I remember when you started reaching for me from the arms of distant relatives and strangers, many of whom were older, wiser, more comfortable with babies. That you preferred my inexperience to the clucks and coos of others was surprising to me though it shouldn’t have been, as you were formed inside my belly, being nourished off my body, as your attachment had nothing to do with my qualifications. It felt good… no, amazing to be wanted over anything or anyone else.
It’s a wonder to me now that all first-born children don’t end up skittish, indecisive and with a permanent nervous twitch in their eye. With all the worrying…no, obsessing that I did over developmental stages, dietary habits, and any behavior other than sitting quietly with a smile, one would think, my dear Elijah, that you were well on your way toward a lifetime of pull-ups and playground squabbles. I erroneously believed that by reaching our emotional limits we were proving ourselves defective, rather than human. I did that just today, doused your adolescent smoldering with excessive measures more appropriate for a raging fire. I overreacted and I shouldn’t have…I am sorry.

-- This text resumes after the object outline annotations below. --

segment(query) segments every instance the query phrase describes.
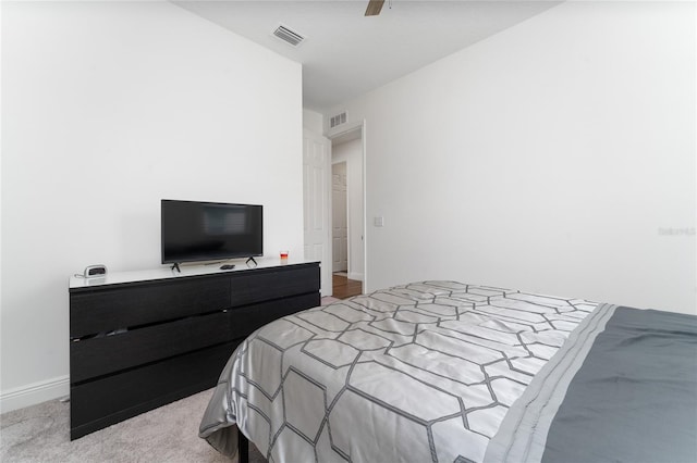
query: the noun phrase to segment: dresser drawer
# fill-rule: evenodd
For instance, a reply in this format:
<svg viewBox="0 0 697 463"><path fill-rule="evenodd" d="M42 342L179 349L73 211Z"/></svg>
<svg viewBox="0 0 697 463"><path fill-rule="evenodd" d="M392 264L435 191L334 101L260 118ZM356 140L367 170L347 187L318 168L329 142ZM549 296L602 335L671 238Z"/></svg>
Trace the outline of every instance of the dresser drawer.
<svg viewBox="0 0 697 463"><path fill-rule="evenodd" d="M230 279L224 277L71 292L70 336L108 333L213 312L229 305Z"/></svg>
<svg viewBox="0 0 697 463"><path fill-rule="evenodd" d="M71 439L216 386L236 346L216 346L71 386Z"/></svg>
<svg viewBox="0 0 697 463"><path fill-rule="evenodd" d="M297 311L319 305L319 292L261 302L240 309L233 309L231 322L233 338L245 338L267 323Z"/></svg>
<svg viewBox="0 0 697 463"><path fill-rule="evenodd" d="M267 273L250 273L231 281L232 305L244 305L288 296L317 292L319 266L279 268Z"/></svg>
<svg viewBox="0 0 697 463"><path fill-rule="evenodd" d="M231 339L231 312L218 312L73 341L70 380L80 383Z"/></svg>

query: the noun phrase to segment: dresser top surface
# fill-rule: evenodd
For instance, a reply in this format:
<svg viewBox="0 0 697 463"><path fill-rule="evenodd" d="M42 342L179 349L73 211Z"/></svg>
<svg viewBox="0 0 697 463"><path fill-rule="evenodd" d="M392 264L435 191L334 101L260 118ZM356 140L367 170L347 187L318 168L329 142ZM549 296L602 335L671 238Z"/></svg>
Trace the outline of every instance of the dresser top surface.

I adore your imagination, and the way you soften your voice when talking with your two-your-old sister. I delight in your ability to read aloud from any text with inflection, making proper use of commas and exclamation points. I am challenged by your ever more complicated inquiries about relationships and faith and evil. I am abundantly thankful that you trust me enough to share your secrets with. I am amazed everyday that you are just like me and nothing like me simultaneously. When I pause to really stare at you as an individual, instead of as a duty, I see muscles in your calves, the sharpening of your facial features, impending signs of manhood that nearly take my breath away. Last week, I swear, you were joined to me at the hip and now you're pining for your freedom, off and running in hot pursuit of independence.

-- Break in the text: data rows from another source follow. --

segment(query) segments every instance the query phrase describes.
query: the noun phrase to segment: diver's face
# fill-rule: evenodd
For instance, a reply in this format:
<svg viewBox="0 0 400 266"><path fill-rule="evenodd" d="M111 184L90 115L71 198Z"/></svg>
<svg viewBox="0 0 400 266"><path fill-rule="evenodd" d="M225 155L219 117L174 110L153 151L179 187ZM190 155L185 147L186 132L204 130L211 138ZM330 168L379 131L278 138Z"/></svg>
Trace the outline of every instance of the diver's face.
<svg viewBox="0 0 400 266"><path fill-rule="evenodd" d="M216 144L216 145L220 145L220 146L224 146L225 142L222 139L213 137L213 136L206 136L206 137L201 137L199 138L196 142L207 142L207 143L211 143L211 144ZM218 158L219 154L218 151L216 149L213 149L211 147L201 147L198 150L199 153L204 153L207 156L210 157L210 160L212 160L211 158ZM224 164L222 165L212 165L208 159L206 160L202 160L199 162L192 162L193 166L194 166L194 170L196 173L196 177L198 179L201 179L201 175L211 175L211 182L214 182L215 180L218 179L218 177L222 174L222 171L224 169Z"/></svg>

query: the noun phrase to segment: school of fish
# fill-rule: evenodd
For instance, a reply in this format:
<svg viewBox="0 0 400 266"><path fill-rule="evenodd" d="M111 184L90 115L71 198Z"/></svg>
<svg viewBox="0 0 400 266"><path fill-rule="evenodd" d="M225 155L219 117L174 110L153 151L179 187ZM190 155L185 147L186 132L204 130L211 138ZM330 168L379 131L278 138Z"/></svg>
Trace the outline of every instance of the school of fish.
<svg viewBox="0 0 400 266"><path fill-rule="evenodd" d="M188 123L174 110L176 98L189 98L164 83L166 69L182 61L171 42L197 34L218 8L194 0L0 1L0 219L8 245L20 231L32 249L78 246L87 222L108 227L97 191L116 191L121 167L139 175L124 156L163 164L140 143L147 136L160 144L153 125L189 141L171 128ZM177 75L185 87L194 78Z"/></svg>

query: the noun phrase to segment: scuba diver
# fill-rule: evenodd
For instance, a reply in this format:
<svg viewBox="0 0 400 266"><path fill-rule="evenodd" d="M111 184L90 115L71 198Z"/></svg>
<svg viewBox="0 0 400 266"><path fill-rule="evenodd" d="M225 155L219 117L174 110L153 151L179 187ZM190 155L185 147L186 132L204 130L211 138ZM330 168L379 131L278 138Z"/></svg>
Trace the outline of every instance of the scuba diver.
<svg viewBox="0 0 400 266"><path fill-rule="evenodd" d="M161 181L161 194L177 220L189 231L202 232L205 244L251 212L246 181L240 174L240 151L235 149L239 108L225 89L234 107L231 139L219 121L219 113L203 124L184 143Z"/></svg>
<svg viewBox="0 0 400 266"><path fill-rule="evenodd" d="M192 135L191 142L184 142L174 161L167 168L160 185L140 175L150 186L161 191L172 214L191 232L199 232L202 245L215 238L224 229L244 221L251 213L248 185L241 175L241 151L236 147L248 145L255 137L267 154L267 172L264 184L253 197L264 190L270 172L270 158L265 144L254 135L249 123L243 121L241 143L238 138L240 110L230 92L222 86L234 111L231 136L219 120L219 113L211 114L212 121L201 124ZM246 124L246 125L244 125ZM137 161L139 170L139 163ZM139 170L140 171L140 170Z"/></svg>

I used to assume that only other people had nine-year-olds, more mature moms and dads with steely will power and an unlimited supply of patience. My existance, I figured, would be one continuous saga of toilet training, nursing, night waking, and Sesame Street. That you grew up this much without my noticing makes me determined to slow down, to stop over evaluating, to just enjoy you. Elijah, you are an incredible young man, whether because of me or in spite of me, I couldn’t say. I hope you know that everything in my life is more significant because you’re in it. You are a gift, my path to Christ, my motivation to quit messing around with trivialities and start tending to the things that truly matter. I love you! I love you! I love you!